Leptin is a hormone secreted by adipose (fat) tissue in proportion to its mass that in turn modulates food intake relative to energy expenditure. Increased fat mass increases leptin levels, which in turn reduces body weight; decreased fat mass leads to a decrease in leptin levels and an increase in body weight. By this mechanism, weight is maintained within a relatively narrow range. Defects in the leptin gene are associated with severe obesity in animal models and in humans.
Leptin acts on sets of neurons in brain centers that control energy balance to regulate appetite. Leptin also plays a general role in regulating many of the physiologic responses that are observed with changes in nutritional state, with clear effects on female reproduction, immune function, and the function of many other hormones, including insulin.
The recent identification of the hypothalamic cells that express the leptin receptor is enabling Friedman and his colleagues to delineate the precise neuronal effects of leptin and the mechanisms by which this single molecule can alter a complex behavior. Recent studies have revealed that leptin reduces food intake by decreasing the pleasure associated with food. Friedman’s lab has identified a specific neural population in the hypothalamus that expresses a bioactive peptide known as MCH, which plays a key role in sensing the reward value of food. His ongoing studies seek to understand how leptin modulates the activity of these neurons as well as to identify additional neural populations that regulate feeding.
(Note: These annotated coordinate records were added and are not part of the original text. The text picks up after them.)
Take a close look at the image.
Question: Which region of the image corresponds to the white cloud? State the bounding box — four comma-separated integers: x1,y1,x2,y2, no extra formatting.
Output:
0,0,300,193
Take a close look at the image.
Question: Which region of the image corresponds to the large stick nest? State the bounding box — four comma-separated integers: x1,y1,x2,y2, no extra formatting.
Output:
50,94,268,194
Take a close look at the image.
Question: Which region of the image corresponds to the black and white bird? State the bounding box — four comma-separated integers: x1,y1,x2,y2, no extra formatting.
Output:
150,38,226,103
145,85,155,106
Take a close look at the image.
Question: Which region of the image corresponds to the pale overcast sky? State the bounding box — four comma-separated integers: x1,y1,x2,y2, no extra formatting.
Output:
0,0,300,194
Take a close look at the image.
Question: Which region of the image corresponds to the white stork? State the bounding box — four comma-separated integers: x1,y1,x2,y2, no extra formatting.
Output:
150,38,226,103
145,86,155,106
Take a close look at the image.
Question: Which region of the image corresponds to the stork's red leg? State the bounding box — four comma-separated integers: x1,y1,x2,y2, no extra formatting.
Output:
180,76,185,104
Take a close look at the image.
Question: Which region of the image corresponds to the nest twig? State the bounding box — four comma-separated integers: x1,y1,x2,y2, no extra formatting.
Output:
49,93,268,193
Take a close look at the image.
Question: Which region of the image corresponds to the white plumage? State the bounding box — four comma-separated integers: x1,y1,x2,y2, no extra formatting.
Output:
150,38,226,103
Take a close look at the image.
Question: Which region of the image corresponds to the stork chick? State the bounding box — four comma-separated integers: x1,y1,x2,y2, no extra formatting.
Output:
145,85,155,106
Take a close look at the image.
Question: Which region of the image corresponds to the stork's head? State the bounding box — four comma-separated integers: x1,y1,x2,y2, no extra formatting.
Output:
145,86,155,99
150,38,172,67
The Friedman lab is also using transgenic mice to identify DNA regulatory elements that change expression of a reporter gene controlled by the leptin gene proportionately with changes in adipose tissue mass. They have modified a series of leptin bacterial artificial chromosome clones so that the leptin DNA regulatory elements direct the expression of luciferase, enabling them to identify DNA regulatory sequences that control leptin gene expression. The goal of these studies is to identify a novel lipid-sensing signaling pathway in adipocytes and possibly other cell types.
Leptin has potent metabolic effects to improve insulin action and reduce the retained lipid content of peripheral tissues and is now an FDA-approved drug for the treatment of severe lipodystrophy, a form of diabetes. The Friedman lab is studying the mechanism responsible for leptin’s antidiabetic function; current data suggest it interferes with both the production and action of glucagon, a hormone that acts to increase blood glucose by opposing the effects of insulin.
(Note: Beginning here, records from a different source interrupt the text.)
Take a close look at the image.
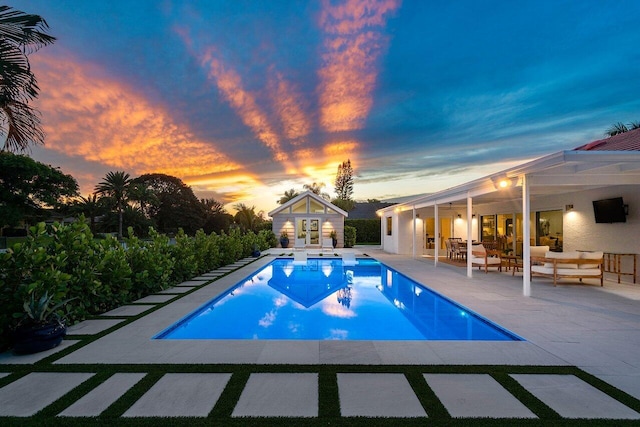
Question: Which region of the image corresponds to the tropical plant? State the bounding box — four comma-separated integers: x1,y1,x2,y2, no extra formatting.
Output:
95,171,131,239
22,291,76,325
71,193,105,233
278,188,299,205
0,6,56,152
200,199,233,233
0,151,78,226
344,225,356,248
233,203,264,231
133,173,205,235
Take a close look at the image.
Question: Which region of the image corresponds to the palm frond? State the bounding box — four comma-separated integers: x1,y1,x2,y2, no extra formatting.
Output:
605,122,629,136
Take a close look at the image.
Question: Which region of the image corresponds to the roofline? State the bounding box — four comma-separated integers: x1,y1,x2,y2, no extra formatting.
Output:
376,150,640,216
267,190,349,218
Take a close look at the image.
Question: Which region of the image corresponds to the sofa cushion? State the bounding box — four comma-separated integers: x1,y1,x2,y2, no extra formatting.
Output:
471,243,487,253
531,265,600,277
544,251,580,268
471,257,502,265
578,251,604,269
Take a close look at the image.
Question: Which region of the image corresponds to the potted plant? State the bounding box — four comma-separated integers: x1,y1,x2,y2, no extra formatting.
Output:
329,230,338,249
280,231,289,248
13,292,73,354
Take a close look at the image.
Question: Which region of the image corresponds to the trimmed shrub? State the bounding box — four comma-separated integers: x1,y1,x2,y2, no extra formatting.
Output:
344,225,356,248
344,218,381,244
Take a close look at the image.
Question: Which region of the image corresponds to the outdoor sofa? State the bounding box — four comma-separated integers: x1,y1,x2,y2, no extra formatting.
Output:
531,251,604,286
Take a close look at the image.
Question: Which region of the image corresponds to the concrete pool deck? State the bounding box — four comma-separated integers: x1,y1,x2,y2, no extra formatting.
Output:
0,248,640,419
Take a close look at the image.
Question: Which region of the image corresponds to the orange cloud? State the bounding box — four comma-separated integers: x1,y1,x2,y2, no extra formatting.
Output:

In collaboration with Tayfun Özçelik at Bilkent University in Ankara, Turkey, the Friedman lab is conducting studies of consanguineous families that include patients who are either morbidly obese, extremely lean, or have polycystic ovary disease (PCOS), which is associated with resistance to insulin. The team expects that analyses of the DNA sequences from these populations will reveal DNA mutations that contribute to differences in weight or that lead to PCOS.